Feedback helps Prius drivers rack up good mileage. The Toyota has instruments that indicate miles per gallon at any given moment, so drivers learn quickly what reduces mpg and can adjust their driving habits, Amel said.

But sometimes it's unclear what the effect is of any one decision. Take the average American hamburger. It's not exactly green. Meat from feedlots requires a lot of corn and that means pesticides, fertilizer and huge amounts of water. Animal waste finds its way into our water. Yet, not all meat is the same, Amel said. Grass-fed meat can come from a local farmer who has a very small carbon footprint.

Nor is local food always the better choice, Gosiewski said. Food produced farther away could be greener than locally produced food, despite the carbon emissions of shipping, if it's raised without a lot of fuel, toxins and water.

"The green label is more of a green tartan than a single color, with lots of threads, lots of shades," said state energy specialist Phil Smith. Compact fluorescent bulbs (CFLs), for example, contain mercury, but are considered green because they conserve so much energy that less mercury is released by coal-burning power plants than if conventional light bulbs are used.

Then there's the green message. Saving the planet often has been about doing without and making sacrifices for something far removed.

"When it comes down to paying the rent today or saving the whales, we are genetically programmed to pay the rent," Amel said.

Change the message and people will respond. Frame it to show benefits rather than sacrifice, and it'll encourage green behaviors, Amel said.

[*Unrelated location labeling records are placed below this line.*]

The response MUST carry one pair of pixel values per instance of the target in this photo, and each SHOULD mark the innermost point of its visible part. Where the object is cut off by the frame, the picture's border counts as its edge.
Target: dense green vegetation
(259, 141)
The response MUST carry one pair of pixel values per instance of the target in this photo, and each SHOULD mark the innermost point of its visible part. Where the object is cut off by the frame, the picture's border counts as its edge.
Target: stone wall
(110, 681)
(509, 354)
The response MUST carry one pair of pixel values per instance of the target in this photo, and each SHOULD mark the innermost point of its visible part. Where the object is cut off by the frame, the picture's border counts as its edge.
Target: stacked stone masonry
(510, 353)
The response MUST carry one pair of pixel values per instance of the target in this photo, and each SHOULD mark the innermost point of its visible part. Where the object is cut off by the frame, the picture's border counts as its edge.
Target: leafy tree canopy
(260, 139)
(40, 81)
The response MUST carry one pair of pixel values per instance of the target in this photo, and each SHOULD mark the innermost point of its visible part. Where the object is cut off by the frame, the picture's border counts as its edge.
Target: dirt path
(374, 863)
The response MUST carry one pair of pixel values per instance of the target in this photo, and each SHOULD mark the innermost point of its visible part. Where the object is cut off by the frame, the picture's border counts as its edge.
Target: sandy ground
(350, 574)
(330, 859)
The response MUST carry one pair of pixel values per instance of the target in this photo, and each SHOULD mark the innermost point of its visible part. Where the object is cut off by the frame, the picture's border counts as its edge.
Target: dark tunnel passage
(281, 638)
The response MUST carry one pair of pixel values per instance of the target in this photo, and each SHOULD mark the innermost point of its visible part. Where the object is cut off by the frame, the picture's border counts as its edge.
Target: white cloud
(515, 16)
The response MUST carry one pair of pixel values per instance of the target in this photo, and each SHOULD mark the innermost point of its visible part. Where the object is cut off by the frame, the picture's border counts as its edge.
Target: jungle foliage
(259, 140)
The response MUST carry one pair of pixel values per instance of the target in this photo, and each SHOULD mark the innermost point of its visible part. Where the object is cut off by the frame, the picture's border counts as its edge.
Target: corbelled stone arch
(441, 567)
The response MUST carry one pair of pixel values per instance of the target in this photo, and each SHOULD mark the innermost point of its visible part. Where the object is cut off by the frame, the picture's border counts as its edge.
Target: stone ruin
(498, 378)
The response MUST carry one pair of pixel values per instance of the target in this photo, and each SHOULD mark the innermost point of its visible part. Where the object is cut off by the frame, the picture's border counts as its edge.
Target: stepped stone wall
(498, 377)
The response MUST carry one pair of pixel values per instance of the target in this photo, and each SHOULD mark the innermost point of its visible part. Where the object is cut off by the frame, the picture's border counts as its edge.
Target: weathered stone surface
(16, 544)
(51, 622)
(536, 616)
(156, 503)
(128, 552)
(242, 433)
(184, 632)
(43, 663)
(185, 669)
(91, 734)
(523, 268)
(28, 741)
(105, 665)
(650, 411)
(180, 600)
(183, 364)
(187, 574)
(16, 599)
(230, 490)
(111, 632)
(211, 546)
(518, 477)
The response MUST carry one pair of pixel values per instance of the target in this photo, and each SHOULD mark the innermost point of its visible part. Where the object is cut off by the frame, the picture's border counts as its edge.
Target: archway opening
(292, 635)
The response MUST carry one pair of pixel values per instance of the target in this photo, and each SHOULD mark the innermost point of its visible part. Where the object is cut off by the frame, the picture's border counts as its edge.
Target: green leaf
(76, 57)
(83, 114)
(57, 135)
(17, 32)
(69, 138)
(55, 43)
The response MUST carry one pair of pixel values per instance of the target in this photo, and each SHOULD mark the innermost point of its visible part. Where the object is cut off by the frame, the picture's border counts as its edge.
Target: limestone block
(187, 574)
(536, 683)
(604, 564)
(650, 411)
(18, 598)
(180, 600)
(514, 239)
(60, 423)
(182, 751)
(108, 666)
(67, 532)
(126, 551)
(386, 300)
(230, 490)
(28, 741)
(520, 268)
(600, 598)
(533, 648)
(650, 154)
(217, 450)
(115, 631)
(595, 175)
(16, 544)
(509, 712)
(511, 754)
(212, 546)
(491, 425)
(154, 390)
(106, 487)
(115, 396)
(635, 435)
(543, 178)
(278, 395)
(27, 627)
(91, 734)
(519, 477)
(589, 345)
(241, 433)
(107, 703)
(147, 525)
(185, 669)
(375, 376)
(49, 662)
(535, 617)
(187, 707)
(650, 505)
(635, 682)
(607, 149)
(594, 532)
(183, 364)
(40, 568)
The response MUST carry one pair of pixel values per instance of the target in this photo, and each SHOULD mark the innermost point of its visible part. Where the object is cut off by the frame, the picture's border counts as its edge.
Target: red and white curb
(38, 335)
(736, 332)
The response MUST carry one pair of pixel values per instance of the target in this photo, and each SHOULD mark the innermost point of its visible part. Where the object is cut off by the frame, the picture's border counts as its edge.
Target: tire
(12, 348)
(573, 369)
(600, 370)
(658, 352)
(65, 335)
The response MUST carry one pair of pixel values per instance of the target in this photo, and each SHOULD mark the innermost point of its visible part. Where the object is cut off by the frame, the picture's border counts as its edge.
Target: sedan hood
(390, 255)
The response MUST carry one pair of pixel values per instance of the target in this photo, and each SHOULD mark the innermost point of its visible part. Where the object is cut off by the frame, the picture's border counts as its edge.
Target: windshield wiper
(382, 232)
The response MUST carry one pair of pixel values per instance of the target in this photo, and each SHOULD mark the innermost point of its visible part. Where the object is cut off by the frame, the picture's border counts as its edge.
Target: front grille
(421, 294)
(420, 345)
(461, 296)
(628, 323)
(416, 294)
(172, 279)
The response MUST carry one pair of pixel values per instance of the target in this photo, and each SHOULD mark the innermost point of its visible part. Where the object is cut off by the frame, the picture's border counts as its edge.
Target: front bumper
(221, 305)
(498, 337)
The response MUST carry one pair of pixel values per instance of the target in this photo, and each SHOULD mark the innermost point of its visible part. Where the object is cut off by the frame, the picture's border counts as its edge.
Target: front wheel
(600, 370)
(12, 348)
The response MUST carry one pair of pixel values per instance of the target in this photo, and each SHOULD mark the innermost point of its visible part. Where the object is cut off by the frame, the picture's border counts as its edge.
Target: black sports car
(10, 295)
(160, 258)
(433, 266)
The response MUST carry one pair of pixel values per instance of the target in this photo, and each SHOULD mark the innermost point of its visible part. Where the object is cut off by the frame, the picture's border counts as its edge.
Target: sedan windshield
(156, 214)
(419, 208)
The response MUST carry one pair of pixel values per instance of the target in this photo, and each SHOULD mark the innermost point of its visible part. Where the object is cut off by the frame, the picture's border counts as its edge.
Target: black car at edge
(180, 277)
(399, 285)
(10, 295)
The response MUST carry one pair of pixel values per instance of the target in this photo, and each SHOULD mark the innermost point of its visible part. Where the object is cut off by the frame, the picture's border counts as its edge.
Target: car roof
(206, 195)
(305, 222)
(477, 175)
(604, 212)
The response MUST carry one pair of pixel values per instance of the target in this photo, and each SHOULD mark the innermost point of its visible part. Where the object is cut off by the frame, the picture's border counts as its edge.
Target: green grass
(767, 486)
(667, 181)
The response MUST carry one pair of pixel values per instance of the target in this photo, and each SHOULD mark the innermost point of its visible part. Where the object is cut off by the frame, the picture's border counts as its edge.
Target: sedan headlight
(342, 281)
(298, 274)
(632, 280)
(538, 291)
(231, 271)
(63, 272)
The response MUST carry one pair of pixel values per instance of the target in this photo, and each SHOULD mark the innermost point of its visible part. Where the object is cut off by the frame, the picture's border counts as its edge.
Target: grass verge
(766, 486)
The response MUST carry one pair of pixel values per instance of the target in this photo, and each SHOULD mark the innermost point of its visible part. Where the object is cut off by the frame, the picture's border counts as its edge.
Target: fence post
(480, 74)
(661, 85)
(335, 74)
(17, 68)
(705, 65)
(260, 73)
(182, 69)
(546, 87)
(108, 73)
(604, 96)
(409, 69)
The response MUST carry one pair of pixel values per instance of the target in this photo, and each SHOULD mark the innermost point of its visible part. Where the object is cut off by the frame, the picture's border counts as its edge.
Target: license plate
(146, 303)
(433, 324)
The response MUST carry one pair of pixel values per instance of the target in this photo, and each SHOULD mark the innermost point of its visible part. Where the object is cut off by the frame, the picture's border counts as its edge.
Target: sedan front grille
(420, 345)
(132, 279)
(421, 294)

Saving money by being green is a message that gets the public's attention.

Another factor in the slow process of getting others to go green is this: We are copycats. We model others' behavior.

"We can swear that we don't care what other people think of us, but we do," Amel said. "We are primed by nature to see what other people are doing, and take our cues from there."

It's all about social norms. If others don't bring bags to the store, we won't either. Eventually, habits and norms change.

The proof is in recycling. It's second nature in Minnesota, which is one of the top recycling states in the nation. But elsewhere, such as Florida, recycling lags behind.

To spread green behavior takes some early adapters. They are all around us: the ones biking to work, those using rain barrels for their gardens, shoppers bringing their own bags and buying local food. Eventually, living green becomes the norm.